I used to think that the command to “not forsake the assembling of yourselves” was just another church rule, that missing church on a Sunday or not even going to church at all was a sin and another reason for God to get mad at me.
As I got older I realized this view was both immature and short-sighted. Nonetheless, I still couldn’t understand the reasoning behind what appeared to be an obsession that Christians had with church attendance. It had nothing to do with salvation so why all the fuss?
With time I realized that all of God’s “rules” were given for our benefit. God doesn’t make laws for the sake of laws or to give us something to check off our to-do list.
Commands such as “let the marriage bed be undefiled” (Heb. 13:4), are not because God is a kill-joy and doesn’t want us to have any fun. Quite the contrary, actually. God knows how much harder it will be to enjoy a healthy sexual relationship with our spouse if life before marriage was wrought with promiscuity.
“The borrower is slave to the lender” (Proverbs 22:7) was not written because God doesn’t want us to have nice things. God knows that to live a life bogged down by debt is not the life of freedom He has called us to.
“Do not store up for yourselves treasures on earth…But store up for yourselves treasures in heaven,” (Matthew 6:19,20). Why? Because God wants us live like paupers and not enjoy our life? Obviously not. God knows that everything here on earth will never bring true satisfaction the way the things of God will.
So what’s the deal with church? Maybe I’m just a slow learner, but I didn’t really really grasp the “church thing” until a few years ago. A friend of mine had been chronically ill for months and wasn’t working. In the time that she was bedridden, things like keeping up her apartment, staying on top of finances, eating healthy food, and all of the daily life stuff we do without thinking about had all been cast aside.
When she was finally able to come back to work for a few hours a day, it proved challenging. Getting up to an alarm, getting ready, and getting to work at the scheduled time were hard. Add to that, her new eating requirements dictated learning to cook and source healthy food in a completely different way than how she’d always done it.
I remember watching in amazement as people from her church rallied around her and stepped in to help her get back on her feet. One person came every week to help her straighten out her finances. Someone else came at different times and helped her get her apartment in order. Other people helped with car repairs and rides when the car needed fixing. Others simply offered a listening ear when some days felt overwhelming.
Slowly but surely, like a baby fawn finding its legs for the first time, she started to stand, and not just stand, but function again. And eventually the functioning turned to thriving beyond where she had been before her illness.
It’s no secret that the Church isn’t perfect, but when we get it right, it’s amazing. Don’t forsake the assembling of yourselves is not a rule for the sake of a rule. God knows we are created for mutual edification, for relationships, to not do life alone. You are not an island. I am not an island, much as I’d like to think that I am.
As I look back over my life at times of great sorrow and trial, the natural inclination of friends and family was to come alongside me and help me get my feet back underneath me. Sometimes it was bringing meals so I didn’t have to think about doing the one thing I dislike the most.
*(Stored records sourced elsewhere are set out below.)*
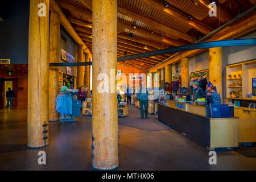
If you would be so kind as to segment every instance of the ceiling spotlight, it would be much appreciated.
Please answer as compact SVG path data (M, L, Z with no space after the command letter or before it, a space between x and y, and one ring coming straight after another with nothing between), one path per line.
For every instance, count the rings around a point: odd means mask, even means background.
M164 7L167 7L168 6L169 6L169 3L166 1L164 1Z

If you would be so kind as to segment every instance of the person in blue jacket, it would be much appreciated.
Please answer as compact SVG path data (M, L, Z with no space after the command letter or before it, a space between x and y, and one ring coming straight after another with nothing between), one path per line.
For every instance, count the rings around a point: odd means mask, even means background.
M145 118L147 118L147 109L148 108L148 91L144 82L141 82L141 86L137 92L137 98L139 101L141 107L141 119L144 118L144 108L145 109Z

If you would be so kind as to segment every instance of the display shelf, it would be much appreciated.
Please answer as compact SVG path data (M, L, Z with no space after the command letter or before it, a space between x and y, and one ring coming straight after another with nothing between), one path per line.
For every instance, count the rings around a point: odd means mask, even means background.
M242 88L242 86L228 86L228 88Z
M228 65L226 71L227 99L256 100L255 96L251 99L246 98L247 94L252 93L252 78L256 77L256 60ZM229 86L233 84L242 86ZM235 98L236 96L240 97Z
M86 98L87 99L87 98ZM90 100L82 102L82 114L85 115L92 115L92 101Z
M256 101L256 98L235 98L235 97L227 97L227 99L236 99L240 100L247 100Z

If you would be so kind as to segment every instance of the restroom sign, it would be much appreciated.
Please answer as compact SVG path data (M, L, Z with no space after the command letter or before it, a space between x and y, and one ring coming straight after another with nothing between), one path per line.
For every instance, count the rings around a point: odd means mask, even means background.
M0 59L0 64L11 64L10 59Z

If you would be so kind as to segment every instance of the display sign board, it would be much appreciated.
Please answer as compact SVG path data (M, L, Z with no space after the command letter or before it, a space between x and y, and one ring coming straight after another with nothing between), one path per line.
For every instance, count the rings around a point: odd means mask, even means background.
M11 64L10 59L0 59L0 64Z

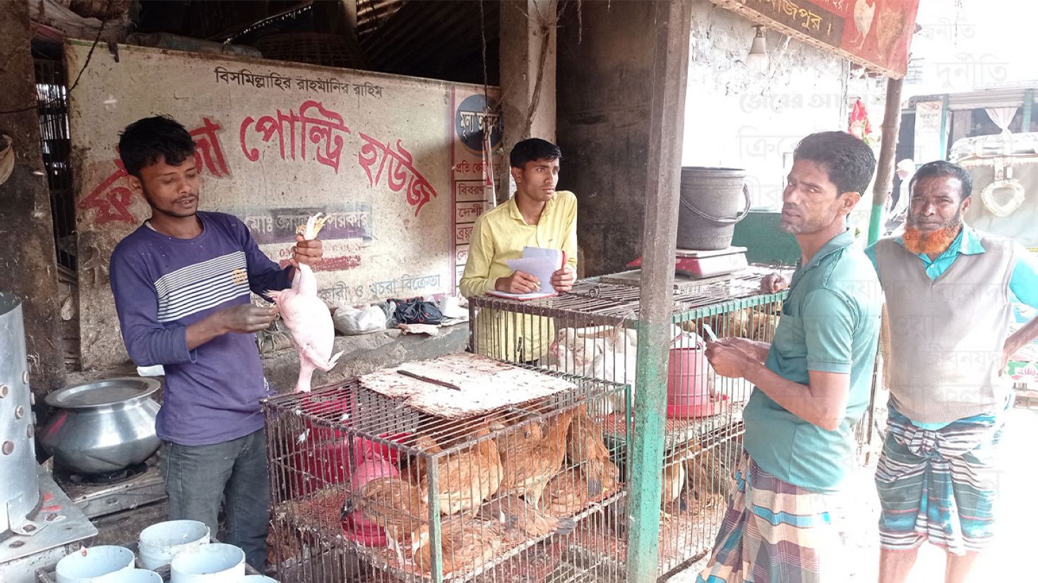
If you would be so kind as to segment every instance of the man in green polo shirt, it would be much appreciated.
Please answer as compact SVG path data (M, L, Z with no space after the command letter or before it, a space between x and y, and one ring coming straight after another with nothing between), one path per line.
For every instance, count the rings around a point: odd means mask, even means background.
M774 341L723 338L707 348L718 374L755 388L732 501L698 581L846 580L832 494L853 463L851 426L869 402L882 295L845 225L875 167L850 134L800 141L782 228L801 256Z

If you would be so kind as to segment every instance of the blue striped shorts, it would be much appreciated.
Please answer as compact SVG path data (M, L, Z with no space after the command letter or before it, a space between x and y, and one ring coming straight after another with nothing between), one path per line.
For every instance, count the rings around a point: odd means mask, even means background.
M962 555L986 547L993 534L1005 419L1002 411L985 413L931 431L890 406L876 466L881 548L908 550L929 540Z

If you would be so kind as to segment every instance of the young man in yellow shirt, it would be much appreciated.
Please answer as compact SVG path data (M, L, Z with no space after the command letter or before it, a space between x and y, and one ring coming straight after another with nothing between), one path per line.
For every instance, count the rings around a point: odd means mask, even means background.
M480 217L472 229L468 261L461 278L466 298L491 289L529 294L540 288L536 277L512 271L506 261L522 256L523 247L548 247L566 253L566 265L551 276L551 285L569 292L576 279L577 198L556 191L558 146L539 138L523 140L512 148L512 177L516 192L508 202ZM525 316L506 322L502 314L487 314L476 322L480 354L529 362L540 359L553 340L548 318ZM492 332L496 329L497 332ZM492 343L488 343L492 342Z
Other times, it was a phone call to check on me or someone stopping me and saying they’ve been praying for me. I could write a whole essay on what a precious commodity the prayers of other believers are on behalf of each other.
Being in community with other believers is not a suggestion. It’s a command of scripture because God created us to need one another. That’s where we grow, get encouragement, are strengthened and where we can then return the favor to others.
The simple truth is this: We are not an island unto ourselves. Being with people we have Jesus in common with is not a rule to be followed but a gift to be cherished.